PR #39842: [Model] Fix Gemma 4 token repetition by dynamic BOS injection for PT models

Description (problem / solution / changelog)

Purpose

This PR fixes the token repetition issue (e.g., "is is is is...") observed in Gemma 4 Pre-Trained (PT) models when running in completion mode (without a chat template).

The issue was caused by Gemma4ProcessingInfo.get_default_tok_params explicitly overriding add_special_tokens=False to prevent double-BOS sequences in Instruction-Tuned (IT) models (where the chat template already includes a literal <bos>). However, this caused PT models loaded without a chat template to lack the required <bos> token at position 0, leading to generation degradation.

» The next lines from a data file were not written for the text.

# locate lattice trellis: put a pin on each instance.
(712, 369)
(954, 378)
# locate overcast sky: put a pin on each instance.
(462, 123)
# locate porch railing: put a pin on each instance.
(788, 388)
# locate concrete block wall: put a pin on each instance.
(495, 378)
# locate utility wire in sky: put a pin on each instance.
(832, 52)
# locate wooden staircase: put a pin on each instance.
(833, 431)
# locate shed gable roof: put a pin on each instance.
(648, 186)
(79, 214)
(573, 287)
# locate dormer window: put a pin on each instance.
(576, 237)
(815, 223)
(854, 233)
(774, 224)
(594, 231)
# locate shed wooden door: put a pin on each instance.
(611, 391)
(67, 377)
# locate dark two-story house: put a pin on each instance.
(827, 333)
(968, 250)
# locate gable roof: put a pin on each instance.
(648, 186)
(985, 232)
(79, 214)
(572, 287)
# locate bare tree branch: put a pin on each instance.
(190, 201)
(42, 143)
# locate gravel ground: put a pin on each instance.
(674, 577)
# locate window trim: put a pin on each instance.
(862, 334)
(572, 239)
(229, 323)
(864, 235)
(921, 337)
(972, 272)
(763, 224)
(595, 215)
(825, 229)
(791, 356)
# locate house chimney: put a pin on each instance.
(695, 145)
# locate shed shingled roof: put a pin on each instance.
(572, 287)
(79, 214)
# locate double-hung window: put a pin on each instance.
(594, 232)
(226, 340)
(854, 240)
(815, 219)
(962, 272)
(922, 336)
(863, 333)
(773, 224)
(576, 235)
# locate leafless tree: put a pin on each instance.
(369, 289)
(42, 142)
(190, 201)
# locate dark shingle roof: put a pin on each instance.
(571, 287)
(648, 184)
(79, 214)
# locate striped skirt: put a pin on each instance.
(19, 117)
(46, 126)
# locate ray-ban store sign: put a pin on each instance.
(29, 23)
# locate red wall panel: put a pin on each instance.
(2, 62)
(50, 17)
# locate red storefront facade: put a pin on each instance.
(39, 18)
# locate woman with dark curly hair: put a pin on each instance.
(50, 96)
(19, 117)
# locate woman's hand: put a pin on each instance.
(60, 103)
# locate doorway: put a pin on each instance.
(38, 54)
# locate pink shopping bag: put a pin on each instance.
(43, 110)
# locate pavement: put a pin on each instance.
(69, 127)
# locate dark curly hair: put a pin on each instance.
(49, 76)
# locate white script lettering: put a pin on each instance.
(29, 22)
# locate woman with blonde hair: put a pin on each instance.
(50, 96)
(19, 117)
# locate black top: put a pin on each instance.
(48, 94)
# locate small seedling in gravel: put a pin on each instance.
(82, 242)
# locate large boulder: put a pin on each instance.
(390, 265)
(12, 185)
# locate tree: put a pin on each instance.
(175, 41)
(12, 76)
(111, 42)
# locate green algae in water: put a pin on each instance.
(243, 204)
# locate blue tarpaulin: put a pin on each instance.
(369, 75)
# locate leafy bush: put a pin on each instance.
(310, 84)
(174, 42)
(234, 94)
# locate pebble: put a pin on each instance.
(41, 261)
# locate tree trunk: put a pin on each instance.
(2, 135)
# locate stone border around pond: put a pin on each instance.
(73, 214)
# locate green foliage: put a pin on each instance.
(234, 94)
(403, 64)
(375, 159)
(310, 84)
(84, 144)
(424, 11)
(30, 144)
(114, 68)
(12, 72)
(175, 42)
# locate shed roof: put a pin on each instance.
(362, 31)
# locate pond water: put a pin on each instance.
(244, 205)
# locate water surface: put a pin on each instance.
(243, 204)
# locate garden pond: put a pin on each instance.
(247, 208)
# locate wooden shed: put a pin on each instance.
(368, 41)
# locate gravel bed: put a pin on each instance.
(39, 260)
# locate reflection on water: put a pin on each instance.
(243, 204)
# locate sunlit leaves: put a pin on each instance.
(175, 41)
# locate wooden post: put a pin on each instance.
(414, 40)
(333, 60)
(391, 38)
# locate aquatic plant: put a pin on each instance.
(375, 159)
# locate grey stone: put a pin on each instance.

This fix dynamically checks for the presence of a chat_template on the tokenizer:

  • For IT models: Keeps add_special_tokens=False to avoid double-BOS artifacts.
  • For PT models: Allows the default add_special_tokens=True to ensure the <bos> token is injected for raw prompts. Fixes https://github.com/vllm-project/vllm/issues/39827

It doesn't affect other models nor Gemma4 IT models - It is targeted for Gemma4 PT models checkpoints only.

Test Plan & Results

The test is really straightforward. Running the following test code:

import os
from vllm import LLM, SamplingParams
VLLM_MODEL_ID = 'google/gemma-4-26B-A4B'
llm = LLM(
  VLLM_MODEL_ID,
  max_model_len=16,
  tensor_parallel_size=1,
  gpu_memory_utilization=0.65,
  async_scheduling=False,
  enforce_eager=True,
)
sampling_params = SamplingParams(temperature=0.0, max_tokens=10)
# Hardcoded Gemma 4 prompt template string
prompt = 'Paris is'
print('\n' + '='*80)
print('Generation test after weight transfer:')
print(llm.generate(prompt, sampling_params=sampling_params))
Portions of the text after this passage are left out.